[28/08/2012] News
Poco più di una settimana e si dovrebbe capire meglio quale sarà la strategia energetica nazionale. Il 5 settembre è infatti in programma l'incontro tra Mario Monti e le organizzazioni di banche e imprese sulla road map dello Sviluppo economico. In primo piano è appunto il piano energetico, che dovrà essere allestito entro settembre. Di per sé sarebbe già una notizia il solo fatto che si arrivasse alla stesura di questo fondamentale documento, ma le preoccupazioni sono sul che cosa conterrà.
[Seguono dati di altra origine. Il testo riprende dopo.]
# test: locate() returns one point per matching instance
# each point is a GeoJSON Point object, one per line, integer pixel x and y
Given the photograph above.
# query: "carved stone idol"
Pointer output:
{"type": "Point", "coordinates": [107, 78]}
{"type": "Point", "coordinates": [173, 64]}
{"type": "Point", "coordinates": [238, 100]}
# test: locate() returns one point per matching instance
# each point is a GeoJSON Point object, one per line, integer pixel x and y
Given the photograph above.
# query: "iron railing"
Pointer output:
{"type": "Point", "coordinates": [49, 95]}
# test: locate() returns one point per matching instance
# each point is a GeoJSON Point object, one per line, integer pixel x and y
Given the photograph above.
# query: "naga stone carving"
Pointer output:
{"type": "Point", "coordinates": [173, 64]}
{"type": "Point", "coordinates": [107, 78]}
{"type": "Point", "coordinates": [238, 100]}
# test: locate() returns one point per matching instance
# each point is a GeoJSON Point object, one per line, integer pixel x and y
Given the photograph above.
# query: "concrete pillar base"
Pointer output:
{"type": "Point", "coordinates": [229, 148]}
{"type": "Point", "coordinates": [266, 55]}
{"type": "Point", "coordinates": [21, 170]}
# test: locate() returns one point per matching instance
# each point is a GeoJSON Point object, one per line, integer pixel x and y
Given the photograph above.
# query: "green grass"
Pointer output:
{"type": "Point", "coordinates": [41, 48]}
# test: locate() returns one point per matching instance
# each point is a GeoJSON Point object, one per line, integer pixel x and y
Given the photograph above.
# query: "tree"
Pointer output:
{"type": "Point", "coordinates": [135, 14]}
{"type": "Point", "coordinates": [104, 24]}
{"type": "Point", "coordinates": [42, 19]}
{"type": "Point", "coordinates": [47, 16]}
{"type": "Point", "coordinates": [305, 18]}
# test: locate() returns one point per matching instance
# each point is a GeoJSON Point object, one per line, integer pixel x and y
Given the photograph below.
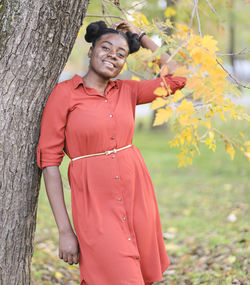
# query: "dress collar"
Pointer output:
{"type": "Point", "coordinates": [78, 80]}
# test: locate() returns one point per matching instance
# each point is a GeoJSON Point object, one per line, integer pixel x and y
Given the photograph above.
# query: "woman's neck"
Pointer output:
{"type": "Point", "coordinates": [93, 81]}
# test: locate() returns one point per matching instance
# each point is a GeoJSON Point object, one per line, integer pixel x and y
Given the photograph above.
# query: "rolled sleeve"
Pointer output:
{"type": "Point", "coordinates": [51, 142]}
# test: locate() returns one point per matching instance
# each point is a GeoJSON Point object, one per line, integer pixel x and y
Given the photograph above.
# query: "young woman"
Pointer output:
{"type": "Point", "coordinates": [118, 237]}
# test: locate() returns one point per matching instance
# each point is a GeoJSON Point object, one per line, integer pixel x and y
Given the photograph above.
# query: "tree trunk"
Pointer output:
{"type": "Point", "coordinates": [36, 38]}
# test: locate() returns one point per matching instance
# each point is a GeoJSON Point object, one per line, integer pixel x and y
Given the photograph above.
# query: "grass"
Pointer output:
{"type": "Point", "coordinates": [204, 212]}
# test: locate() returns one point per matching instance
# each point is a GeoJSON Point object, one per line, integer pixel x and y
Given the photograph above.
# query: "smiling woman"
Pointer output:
{"type": "Point", "coordinates": [118, 238]}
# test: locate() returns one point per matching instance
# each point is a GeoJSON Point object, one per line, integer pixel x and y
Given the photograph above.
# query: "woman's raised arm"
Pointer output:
{"type": "Point", "coordinates": [147, 43]}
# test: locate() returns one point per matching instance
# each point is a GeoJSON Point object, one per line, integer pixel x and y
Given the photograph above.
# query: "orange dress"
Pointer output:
{"type": "Point", "coordinates": [114, 207]}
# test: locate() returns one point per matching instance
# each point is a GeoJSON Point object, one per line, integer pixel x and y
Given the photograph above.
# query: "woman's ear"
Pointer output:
{"type": "Point", "coordinates": [90, 52]}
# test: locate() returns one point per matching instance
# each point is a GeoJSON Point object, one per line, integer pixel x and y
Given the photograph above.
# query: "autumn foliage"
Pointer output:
{"type": "Point", "coordinates": [206, 98]}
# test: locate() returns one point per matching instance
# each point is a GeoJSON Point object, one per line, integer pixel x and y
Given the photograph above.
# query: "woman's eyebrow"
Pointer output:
{"type": "Point", "coordinates": [112, 44]}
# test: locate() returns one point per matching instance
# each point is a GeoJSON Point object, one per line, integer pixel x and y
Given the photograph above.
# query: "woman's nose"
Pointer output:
{"type": "Point", "coordinates": [112, 53]}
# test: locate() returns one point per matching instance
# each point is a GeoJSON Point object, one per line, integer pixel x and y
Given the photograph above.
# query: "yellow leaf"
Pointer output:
{"type": "Point", "coordinates": [177, 96]}
{"type": "Point", "coordinates": [164, 70]}
{"type": "Point", "coordinates": [140, 19]}
{"type": "Point", "coordinates": [229, 149]}
{"type": "Point", "coordinates": [242, 135]}
{"type": "Point", "coordinates": [160, 91]}
{"type": "Point", "coordinates": [135, 78]}
{"type": "Point", "coordinates": [209, 43]}
{"type": "Point", "coordinates": [206, 124]}
{"type": "Point", "coordinates": [169, 12]}
{"type": "Point", "coordinates": [194, 83]}
{"type": "Point", "coordinates": [181, 71]}
{"type": "Point", "coordinates": [58, 275]}
{"type": "Point", "coordinates": [163, 115]}
{"type": "Point", "coordinates": [158, 102]}
{"type": "Point", "coordinates": [186, 107]}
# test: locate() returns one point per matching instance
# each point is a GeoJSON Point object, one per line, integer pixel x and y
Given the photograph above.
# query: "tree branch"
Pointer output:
{"type": "Point", "coordinates": [232, 76]}
{"type": "Point", "coordinates": [103, 16]}
{"type": "Point", "coordinates": [214, 11]}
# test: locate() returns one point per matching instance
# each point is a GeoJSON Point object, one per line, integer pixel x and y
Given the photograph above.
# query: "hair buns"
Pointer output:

Noti i tagli alle rinnovabili, a tener banco nei commenti e nei resoconti dei quotidiani economici sono l'allargamento dei limiti per le trivellazioni dalle coste e arcipelaghi nostrani, oltre all'accelerazione per la realizzazione dei rigassificatori.
Non un granché quindi, per usare un eufemismo, dal punto di vista ambientale. Anzi, un ritorno all'antico che si fa fatica a comprendere. Innanzitutto salta all'occhio la completa assenza di avere tra i cardini del piano il risparmio energetico, tutto relegato a quel pur positivo 55% di detrazioni fiscali di per sé comunque insufficiente e pure in scadenza nel 2013 (come sembrano lontani i tempi in cui Confindustria indicava in questo settore la vera miniera energetica del Paese...).
Ma soprattutto si fa difficoltà a capire come a livello economico, prima che di impatti ambientali, possa essere sostenibile sovvenzionare o quanto meno caldeggiare le trivellazioni alla ricerca di petrolio e gas. Sembra difficile, infatti, poter pensare che un barile di petrolio italiano abbia costi concorrenziali, e se invece li avesse viene allora il forte dubbio che l'oro nero stia scarseggiando davvero. Dei rigassificatori poi ne abbiamo già parlato in abbondanza. Nessuno ha mai stabilito il numero congruo necessario e quale siano eventualmente installabili con il minor impatto ambientale possibile, tanto che fino ad oggi ci si è affidati soltanto al mercato con risultati che sono sotto gli occhi di tutti. Oltre al fatto che di gas al momento ce ne è in abbondanza; e che sembra ormai tramontata l'idea che i costi energetici per le imprese nazionali, sicuramente troppo alti, diminuirebbero in modo sostanziale grazie ad essi.
Saltata, per fortuna, l'opzione atomica, nel 2012 l'Italia sembra dunque non trovare di meglio per il suo orizzonte energetico di trivellare il suo delicato e sismico territorio; fermare la corsa delle rinnovabili; non investire nel risparmio e nell'efficienza energetica; sperare che colossi internazionali abbiano ancora voglia di costruire rigassificatori; tenere accesa l'illusione del carbone pulito. Stai a vedere che il giorno del varo del tanto atteso piano energetico nazionale si rimpiangeranno i tempi in cui non c'era...
C'è poi un problema tutto politico, di pratica e correttezza politica: si può fare un piano energetico nazionale, cioè definire gran parte del futuro energetico, economico ed ambientale di un Paese, chiudendosi in conclave con le banche e le imprese? Nemmeno il peggior governo democristiano per realizzarlo avrebbe escluso un'ampia consultazione tra enti locali, esperti, ambientalisti... La fretta di tecnici forse non rischia di far nascere ciechi i gattini energetici, ma probabilmente strabici, se guarderanno solo agli interessi ed agli investimenti delle banche che, come ci dimostra la crisi economica-finanziaria che stiamo vivendo, guardano troppo spesso da un'altra parte rispetto a quelli dei cittadini, dell'ambiente e del progresso della società.